Remedy chosen for TNT washout facility contamination

Published April 29, 2015
One of the buildings within the boundary of the former TNT washout plant at the Savanna Army Depot, Illinois.

One of the buildings within the boundary of the former TNT washout plant at the Savanna Army Depot, Illinois.

A remedy has been selected for the former trinitrotoluene (TNT) washout facility and adjacent lagoons at the Savanna Army Depot in Savanna, Illinois, where soil and groundwater contamination occurred from washing out bombs and ammunition from 1945 through the early 1970s.

The remedy, selected by the U.S. Army Corps of Engineers the U.S. Environmental Protection Agency, and the Illinois Environmental Protection Agency will allow the 7.5 acre area in the northern portion of Savanna Army Depot to now be used for recreational activities.

“We’ve selected a remedy that will ensure public health and protection of the environment, while allowing the land to be used for recreational purposes,” said Dick Kennard, Louisville District geologist.

Site 1 includes four inactive buildings, which made up the TNT washout facility, where cleaning of bombs, ammunition, and projectiles with high-pressure and high-temperature water took place, and the upper and lower lagoons, which received the wastewater generated from the facility.

Remediation of the soil, surface water and groundwater at the lower and upper lagoons took place in 1991–1995, and there was a focused soil removal near Building 2208 in 2009, but this last remedial action addresses all residual contamination in the soil and groundwater.

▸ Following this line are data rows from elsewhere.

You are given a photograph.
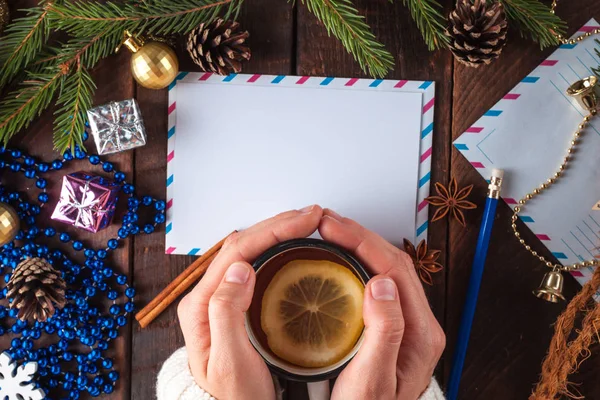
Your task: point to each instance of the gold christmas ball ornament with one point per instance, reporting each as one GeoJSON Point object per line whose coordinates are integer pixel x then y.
{"type": "Point", "coordinates": [9, 224]}
{"type": "Point", "coordinates": [154, 65]}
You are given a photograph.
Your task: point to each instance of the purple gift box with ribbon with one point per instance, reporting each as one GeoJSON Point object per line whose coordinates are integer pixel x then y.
{"type": "Point", "coordinates": [86, 201]}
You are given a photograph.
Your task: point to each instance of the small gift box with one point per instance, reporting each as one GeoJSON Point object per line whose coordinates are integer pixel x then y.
{"type": "Point", "coordinates": [86, 201]}
{"type": "Point", "coordinates": [117, 126]}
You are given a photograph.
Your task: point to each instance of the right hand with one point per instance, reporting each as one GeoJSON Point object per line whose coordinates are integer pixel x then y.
{"type": "Point", "coordinates": [403, 340]}
{"type": "Point", "coordinates": [221, 357]}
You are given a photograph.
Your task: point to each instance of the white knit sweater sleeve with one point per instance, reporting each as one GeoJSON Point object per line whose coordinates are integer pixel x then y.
{"type": "Point", "coordinates": [175, 382]}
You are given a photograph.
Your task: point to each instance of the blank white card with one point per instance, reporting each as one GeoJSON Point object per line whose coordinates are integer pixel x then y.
{"type": "Point", "coordinates": [243, 153]}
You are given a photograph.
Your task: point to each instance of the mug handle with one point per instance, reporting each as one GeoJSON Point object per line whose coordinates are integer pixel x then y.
{"type": "Point", "coordinates": [318, 390]}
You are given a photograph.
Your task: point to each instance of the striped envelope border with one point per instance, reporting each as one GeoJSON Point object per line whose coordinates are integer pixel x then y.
{"type": "Point", "coordinates": [484, 127]}
{"type": "Point", "coordinates": [425, 87]}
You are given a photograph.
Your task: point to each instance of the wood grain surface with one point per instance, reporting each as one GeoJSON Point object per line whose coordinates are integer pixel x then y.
{"type": "Point", "coordinates": [512, 329]}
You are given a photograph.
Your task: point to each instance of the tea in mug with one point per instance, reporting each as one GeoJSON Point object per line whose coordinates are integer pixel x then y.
{"type": "Point", "coordinates": [311, 312]}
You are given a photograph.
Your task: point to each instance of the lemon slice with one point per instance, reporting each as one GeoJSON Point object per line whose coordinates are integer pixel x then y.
{"type": "Point", "coordinates": [312, 312]}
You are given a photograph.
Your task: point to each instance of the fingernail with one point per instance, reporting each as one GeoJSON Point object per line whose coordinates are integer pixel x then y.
{"type": "Point", "coordinates": [307, 210]}
{"type": "Point", "coordinates": [383, 290]}
{"type": "Point", "coordinates": [237, 273]}
{"type": "Point", "coordinates": [334, 215]}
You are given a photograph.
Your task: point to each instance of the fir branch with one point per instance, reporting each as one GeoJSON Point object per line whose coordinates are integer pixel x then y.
{"type": "Point", "coordinates": [23, 40]}
{"type": "Point", "coordinates": [84, 19]}
{"type": "Point", "coordinates": [73, 101]}
{"type": "Point", "coordinates": [534, 19]}
{"type": "Point", "coordinates": [21, 106]}
{"type": "Point", "coordinates": [343, 20]}
{"type": "Point", "coordinates": [431, 22]}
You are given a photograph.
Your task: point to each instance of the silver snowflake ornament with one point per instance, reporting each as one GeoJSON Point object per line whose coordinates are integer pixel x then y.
{"type": "Point", "coordinates": [16, 381]}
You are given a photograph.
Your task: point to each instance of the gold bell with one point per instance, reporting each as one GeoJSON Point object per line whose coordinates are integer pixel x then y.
{"type": "Point", "coordinates": [551, 287]}
{"type": "Point", "coordinates": [587, 93]}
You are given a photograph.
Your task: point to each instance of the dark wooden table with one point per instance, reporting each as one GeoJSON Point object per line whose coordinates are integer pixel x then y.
{"type": "Point", "coordinates": [512, 329]}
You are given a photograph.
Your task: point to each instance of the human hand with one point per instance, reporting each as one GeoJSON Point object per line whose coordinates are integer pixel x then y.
{"type": "Point", "coordinates": [221, 357]}
{"type": "Point", "coordinates": [403, 340]}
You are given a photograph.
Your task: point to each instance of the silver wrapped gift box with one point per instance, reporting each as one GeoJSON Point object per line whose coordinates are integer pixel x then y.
{"type": "Point", "coordinates": [117, 126]}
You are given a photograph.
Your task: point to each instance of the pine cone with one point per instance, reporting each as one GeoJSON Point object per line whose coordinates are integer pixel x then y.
{"type": "Point", "coordinates": [477, 31]}
{"type": "Point", "coordinates": [218, 47]}
{"type": "Point", "coordinates": [35, 288]}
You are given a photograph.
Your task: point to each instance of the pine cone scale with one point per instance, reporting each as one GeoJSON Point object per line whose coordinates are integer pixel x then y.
{"type": "Point", "coordinates": [219, 47]}
{"type": "Point", "coordinates": [36, 289]}
{"type": "Point", "coordinates": [477, 31]}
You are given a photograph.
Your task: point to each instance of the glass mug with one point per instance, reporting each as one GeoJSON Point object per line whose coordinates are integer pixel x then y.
{"type": "Point", "coordinates": [266, 266]}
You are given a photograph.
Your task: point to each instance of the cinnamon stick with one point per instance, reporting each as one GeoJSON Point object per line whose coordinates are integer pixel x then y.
{"type": "Point", "coordinates": [179, 285]}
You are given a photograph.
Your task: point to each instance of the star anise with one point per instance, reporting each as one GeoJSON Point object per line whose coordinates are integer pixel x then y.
{"type": "Point", "coordinates": [451, 199]}
{"type": "Point", "coordinates": [425, 260]}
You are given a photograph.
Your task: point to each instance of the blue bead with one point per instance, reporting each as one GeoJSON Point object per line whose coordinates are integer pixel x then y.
{"type": "Point", "coordinates": [119, 176]}
{"type": "Point", "coordinates": [159, 218]}
{"type": "Point", "coordinates": [41, 183]}
{"type": "Point", "coordinates": [107, 388]}
{"type": "Point", "coordinates": [94, 355]}
{"type": "Point", "coordinates": [107, 363]}
{"type": "Point", "coordinates": [82, 380]}
{"type": "Point", "coordinates": [57, 164]}
{"type": "Point", "coordinates": [113, 376]}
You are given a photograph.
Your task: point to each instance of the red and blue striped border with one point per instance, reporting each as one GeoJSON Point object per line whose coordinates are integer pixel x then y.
{"type": "Point", "coordinates": [487, 124]}
{"type": "Point", "coordinates": [427, 88]}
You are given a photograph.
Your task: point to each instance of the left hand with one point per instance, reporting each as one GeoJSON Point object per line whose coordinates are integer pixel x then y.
{"type": "Point", "coordinates": [221, 357]}
{"type": "Point", "coordinates": [403, 340]}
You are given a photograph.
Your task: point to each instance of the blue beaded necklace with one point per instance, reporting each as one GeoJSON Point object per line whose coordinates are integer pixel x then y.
{"type": "Point", "coordinates": [72, 359]}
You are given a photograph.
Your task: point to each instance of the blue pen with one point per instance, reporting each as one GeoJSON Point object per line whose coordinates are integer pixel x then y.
{"type": "Point", "coordinates": [466, 321]}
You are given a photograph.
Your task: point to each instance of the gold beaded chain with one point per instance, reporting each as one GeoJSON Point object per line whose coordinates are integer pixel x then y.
{"type": "Point", "coordinates": [544, 186]}
{"type": "Point", "coordinates": [540, 189]}
{"type": "Point", "coordinates": [564, 40]}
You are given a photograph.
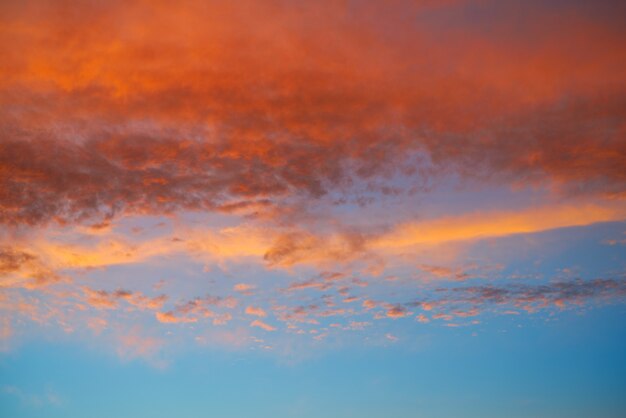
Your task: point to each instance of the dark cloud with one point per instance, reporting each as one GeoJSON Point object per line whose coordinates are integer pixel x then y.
{"type": "Point", "coordinates": [112, 108]}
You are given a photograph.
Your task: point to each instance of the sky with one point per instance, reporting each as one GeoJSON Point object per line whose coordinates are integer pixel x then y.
{"type": "Point", "coordinates": [404, 208]}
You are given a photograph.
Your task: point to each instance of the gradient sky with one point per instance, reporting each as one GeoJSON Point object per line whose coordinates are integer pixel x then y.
{"type": "Point", "coordinates": [403, 208]}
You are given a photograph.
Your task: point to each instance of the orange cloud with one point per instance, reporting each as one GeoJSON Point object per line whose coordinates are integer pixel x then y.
{"type": "Point", "coordinates": [262, 325]}
{"type": "Point", "coordinates": [252, 310]}
{"type": "Point", "coordinates": [172, 113]}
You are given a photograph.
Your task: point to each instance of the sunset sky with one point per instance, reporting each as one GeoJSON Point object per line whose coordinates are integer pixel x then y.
{"type": "Point", "coordinates": [286, 208]}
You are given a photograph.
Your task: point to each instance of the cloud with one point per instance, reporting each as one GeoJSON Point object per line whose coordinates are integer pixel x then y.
{"type": "Point", "coordinates": [256, 311]}
{"type": "Point", "coordinates": [111, 128]}
{"type": "Point", "coordinates": [193, 310]}
{"type": "Point", "coordinates": [262, 325]}
{"type": "Point", "coordinates": [102, 299]}
{"type": "Point", "coordinates": [559, 294]}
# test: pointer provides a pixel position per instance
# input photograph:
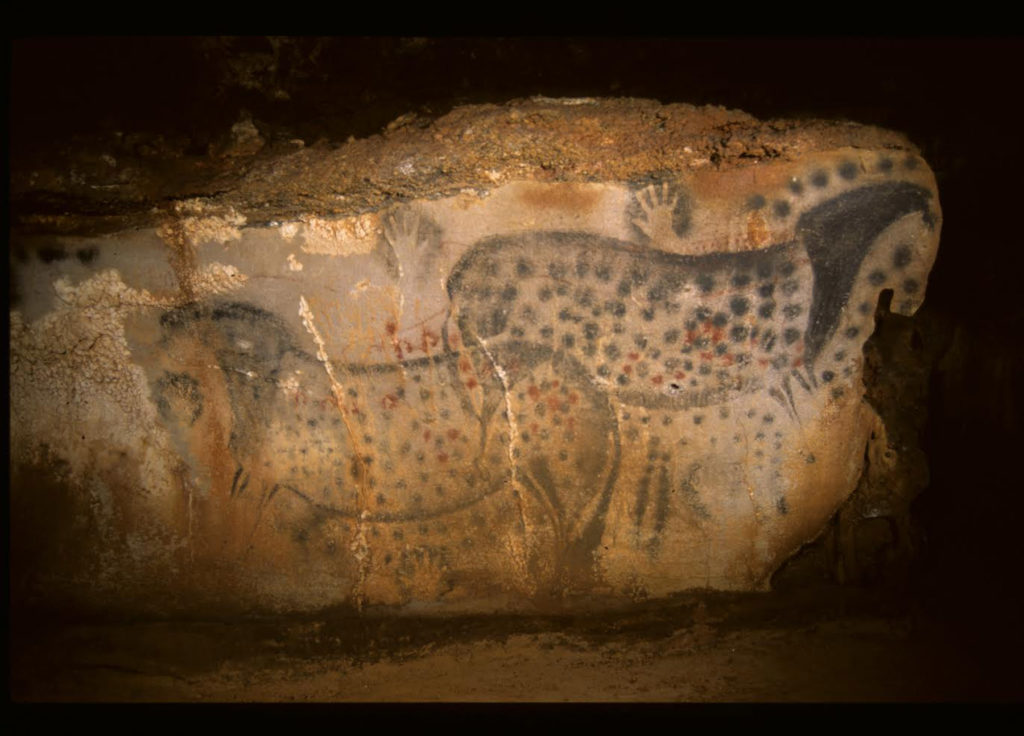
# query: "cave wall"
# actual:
(546, 353)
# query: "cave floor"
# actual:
(829, 644)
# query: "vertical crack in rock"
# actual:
(359, 546)
(513, 437)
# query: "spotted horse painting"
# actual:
(552, 390)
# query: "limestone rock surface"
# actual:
(556, 352)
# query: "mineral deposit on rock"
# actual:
(557, 352)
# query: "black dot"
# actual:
(657, 293)
(848, 170)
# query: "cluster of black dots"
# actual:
(846, 171)
(633, 325)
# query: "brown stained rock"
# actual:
(548, 353)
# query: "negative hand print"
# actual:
(659, 212)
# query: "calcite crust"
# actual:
(541, 390)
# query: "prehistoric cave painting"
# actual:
(564, 353)
(663, 330)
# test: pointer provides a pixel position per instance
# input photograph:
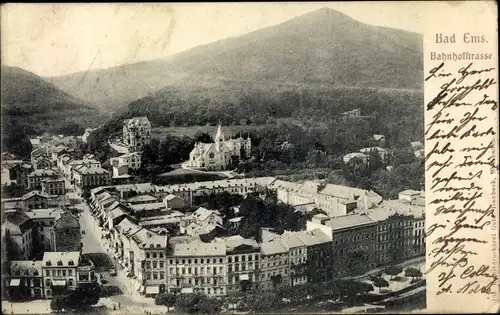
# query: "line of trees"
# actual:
(191, 303)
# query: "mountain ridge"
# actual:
(31, 106)
(252, 56)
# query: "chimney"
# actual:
(366, 199)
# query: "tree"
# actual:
(208, 305)
(166, 299)
(261, 301)
(57, 304)
(380, 283)
(188, 303)
(83, 297)
(413, 273)
(393, 271)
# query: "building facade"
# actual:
(219, 155)
(136, 133)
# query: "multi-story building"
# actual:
(243, 256)
(274, 265)
(353, 242)
(147, 261)
(65, 271)
(60, 272)
(218, 155)
(37, 177)
(56, 229)
(174, 202)
(54, 186)
(197, 267)
(24, 280)
(297, 256)
(394, 234)
(136, 133)
(41, 162)
(36, 200)
(334, 199)
(132, 160)
(86, 178)
(18, 233)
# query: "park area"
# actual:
(396, 278)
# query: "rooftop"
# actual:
(198, 248)
(350, 220)
(35, 193)
(26, 268)
(148, 206)
(61, 258)
(142, 198)
(52, 213)
(273, 247)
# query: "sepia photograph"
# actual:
(213, 158)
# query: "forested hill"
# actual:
(32, 106)
(321, 48)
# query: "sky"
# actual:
(57, 39)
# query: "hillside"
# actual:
(31, 106)
(323, 47)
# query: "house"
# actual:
(384, 153)
(352, 113)
(88, 177)
(66, 233)
(132, 160)
(410, 194)
(379, 138)
(24, 280)
(205, 216)
(54, 186)
(243, 256)
(18, 232)
(37, 177)
(197, 267)
(56, 229)
(354, 243)
(9, 171)
(273, 265)
(218, 155)
(142, 199)
(416, 145)
(148, 250)
(174, 202)
(36, 200)
(136, 132)
(65, 271)
(355, 155)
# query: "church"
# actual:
(218, 155)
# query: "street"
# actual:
(93, 246)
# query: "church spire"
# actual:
(219, 136)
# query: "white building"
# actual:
(136, 132)
(132, 160)
(218, 155)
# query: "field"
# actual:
(190, 131)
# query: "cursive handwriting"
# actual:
(461, 153)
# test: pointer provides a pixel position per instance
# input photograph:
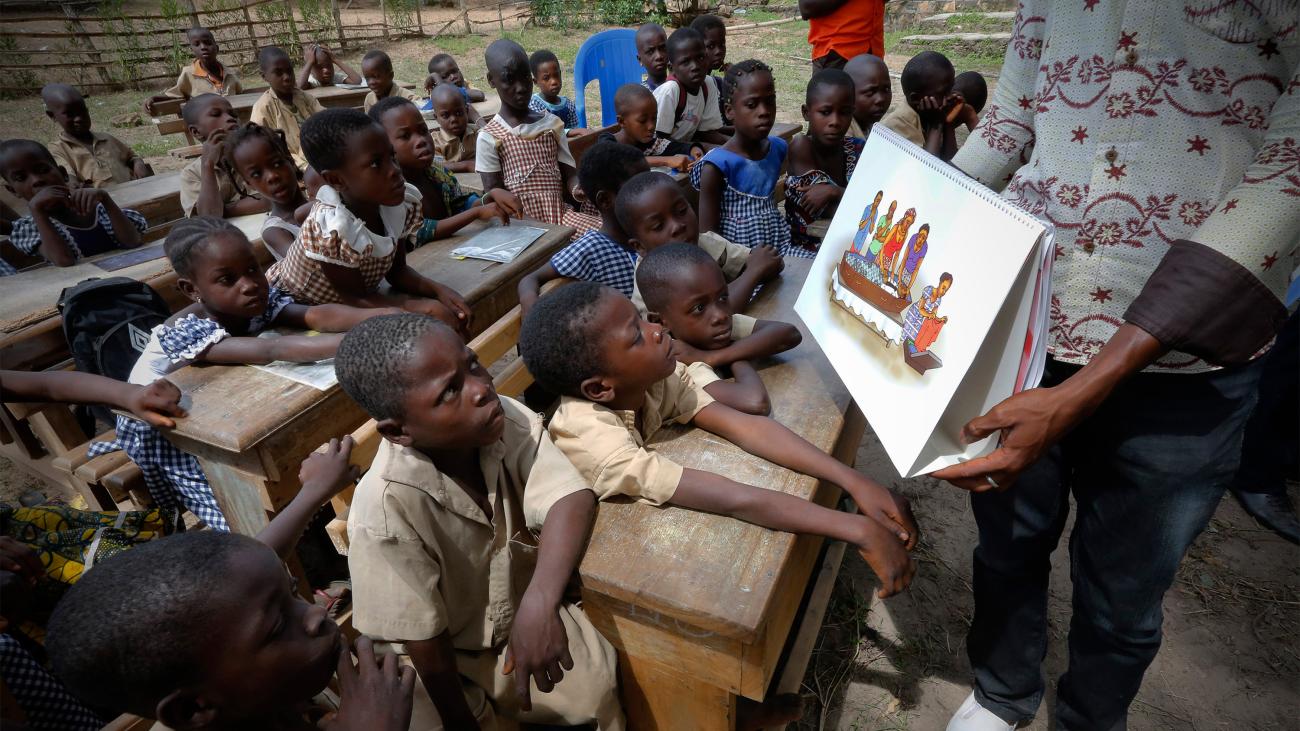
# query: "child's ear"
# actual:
(393, 431)
(183, 709)
(596, 389)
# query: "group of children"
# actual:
(471, 520)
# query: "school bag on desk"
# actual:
(107, 324)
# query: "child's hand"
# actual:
(537, 649)
(887, 558)
(766, 260)
(325, 474)
(373, 695)
(156, 403)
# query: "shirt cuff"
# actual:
(1200, 302)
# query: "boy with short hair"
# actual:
(685, 292)
(454, 135)
(204, 76)
(688, 102)
(251, 656)
(653, 53)
(207, 187)
(63, 224)
(620, 383)
(442, 541)
(377, 72)
(284, 106)
(927, 86)
(91, 158)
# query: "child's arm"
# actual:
(537, 640)
(772, 441)
(154, 403)
(436, 664)
(711, 185)
(323, 475)
(744, 393)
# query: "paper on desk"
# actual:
(498, 243)
(319, 375)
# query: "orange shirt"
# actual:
(857, 27)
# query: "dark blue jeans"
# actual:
(1147, 471)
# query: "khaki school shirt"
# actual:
(191, 186)
(455, 148)
(905, 121)
(195, 81)
(271, 112)
(610, 451)
(703, 373)
(425, 558)
(395, 90)
(107, 161)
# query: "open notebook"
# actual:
(930, 298)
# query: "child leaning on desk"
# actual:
(442, 544)
(63, 224)
(620, 383)
(358, 229)
(233, 303)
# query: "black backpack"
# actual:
(107, 324)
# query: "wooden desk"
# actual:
(251, 429)
(157, 198)
(700, 606)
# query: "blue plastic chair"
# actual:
(609, 59)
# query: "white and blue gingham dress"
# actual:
(174, 478)
(749, 215)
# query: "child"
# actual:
(284, 107)
(260, 156)
(822, 161)
(874, 93)
(620, 384)
(91, 158)
(974, 93)
(206, 76)
(63, 224)
(248, 656)
(442, 539)
(685, 292)
(653, 55)
(455, 138)
(207, 187)
(637, 113)
(525, 151)
(601, 255)
(736, 180)
(688, 107)
(377, 70)
(653, 211)
(445, 206)
(358, 229)
(550, 81)
(217, 271)
(927, 85)
(319, 65)
(714, 31)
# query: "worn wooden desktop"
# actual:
(250, 429)
(700, 606)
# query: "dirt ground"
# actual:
(1231, 651)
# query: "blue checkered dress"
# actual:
(174, 478)
(597, 258)
(26, 238)
(749, 215)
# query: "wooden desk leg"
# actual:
(658, 699)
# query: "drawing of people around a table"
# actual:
(921, 325)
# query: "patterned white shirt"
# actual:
(1135, 124)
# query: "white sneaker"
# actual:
(974, 717)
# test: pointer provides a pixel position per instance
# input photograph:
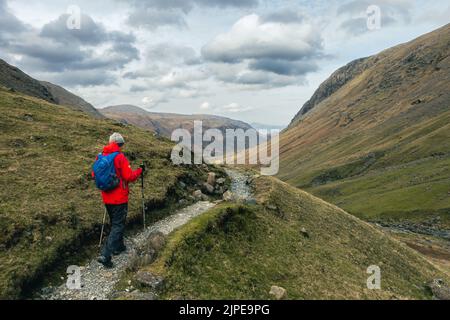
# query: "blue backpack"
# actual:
(105, 172)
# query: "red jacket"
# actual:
(119, 195)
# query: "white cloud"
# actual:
(268, 51)
(235, 108)
(205, 105)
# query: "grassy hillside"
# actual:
(16, 80)
(47, 199)
(378, 143)
(239, 252)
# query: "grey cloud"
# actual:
(284, 16)
(358, 26)
(153, 19)
(8, 22)
(188, 5)
(283, 67)
(82, 57)
(83, 78)
(152, 14)
(138, 88)
(173, 54)
(259, 52)
(90, 33)
(392, 12)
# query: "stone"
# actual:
(304, 232)
(205, 197)
(198, 194)
(149, 280)
(228, 196)
(441, 291)
(278, 293)
(211, 179)
(156, 241)
(209, 189)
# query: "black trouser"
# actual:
(117, 216)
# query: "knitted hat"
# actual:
(117, 138)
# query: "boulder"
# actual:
(228, 196)
(198, 194)
(209, 189)
(149, 280)
(304, 232)
(441, 291)
(211, 179)
(157, 241)
(278, 293)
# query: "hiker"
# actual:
(115, 192)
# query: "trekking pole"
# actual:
(143, 199)
(103, 227)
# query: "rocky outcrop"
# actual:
(336, 81)
(278, 293)
(16, 80)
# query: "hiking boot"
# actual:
(119, 251)
(107, 263)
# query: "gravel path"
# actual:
(97, 283)
(239, 184)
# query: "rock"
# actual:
(28, 117)
(205, 197)
(134, 295)
(304, 233)
(157, 241)
(228, 196)
(211, 179)
(441, 291)
(149, 280)
(198, 194)
(278, 293)
(209, 189)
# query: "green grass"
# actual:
(238, 252)
(48, 202)
(392, 159)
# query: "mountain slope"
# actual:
(13, 78)
(66, 98)
(290, 239)
(165, 123)
(378, 142)
(49, 205)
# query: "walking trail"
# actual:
(97, 283)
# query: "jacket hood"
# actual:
(111, 148)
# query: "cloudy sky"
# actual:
(253, 60)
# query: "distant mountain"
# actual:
(15, 79)
(262, 126)
(374, 138)
(165, 123)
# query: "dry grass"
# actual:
(48, 202)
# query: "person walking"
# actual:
(115, 192)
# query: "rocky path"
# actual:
(97, 283)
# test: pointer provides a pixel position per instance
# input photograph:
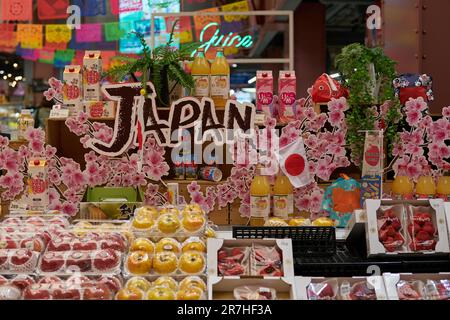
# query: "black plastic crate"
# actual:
(306, 241)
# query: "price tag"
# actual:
(59, 113)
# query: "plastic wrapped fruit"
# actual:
(165, 262)
(233, 261)
(143, 244)
(192, 281)
(9, 292)
(191, 293)
(326, 290)
(168, 223)
(168, 245)
(22, 260)
(192, 262)
(106, 260)
(129, 294)
(139, 262)
(193, 244)
(410, 290)
(390, 228)
(254, 293)
(160, 293)
(266, 261)
(193, 222)
(421, 230)
(138, 283)
(167, 282)
(438, 290)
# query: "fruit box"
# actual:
(253, 263)
(100, 109)
(406, 227)
(343, 288)
(408, 286)
(92, 71)
(222, 288)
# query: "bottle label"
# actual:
(259, 206)
(201, 85)
(283, 205)
(220, 86)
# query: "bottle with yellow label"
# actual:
(283, 197)
(425, 186)
(259, 197)
(200, 71)
(220, 79)
(24, 122)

The selected remedy for the residual contamination at the site is Monitored Natural Attenuation, meaning natural destructive and non-destructive subsurface attenuation mechanisms will reduce the mass of residual contaminants in the groundwater.

USACE will continue sampling groundwater quarterly with site monitoring wells to ensure that contamination levels are improving. Additionally, there will be five-year reviews and institutional controls implemented, which prohibit groundwater being used as a potable water source and prohibits land use other than recreation. These institutional controls will be in place until the concentrations of hazardous substances are at such levels that allow for unrestricted use and exposure.

“We will follow this site through until it’s deemed safe enough for unrestricted use and exposure,” said Kennard.

Recreational land use will be maintained during and after the transfer of property. The land south of West Road will remain federally-owned and be transferred to the jurisdiction of the U.S. Fish and Wildlife Service; the land north of West Road will be given to the Illinois Department of Natural Resources.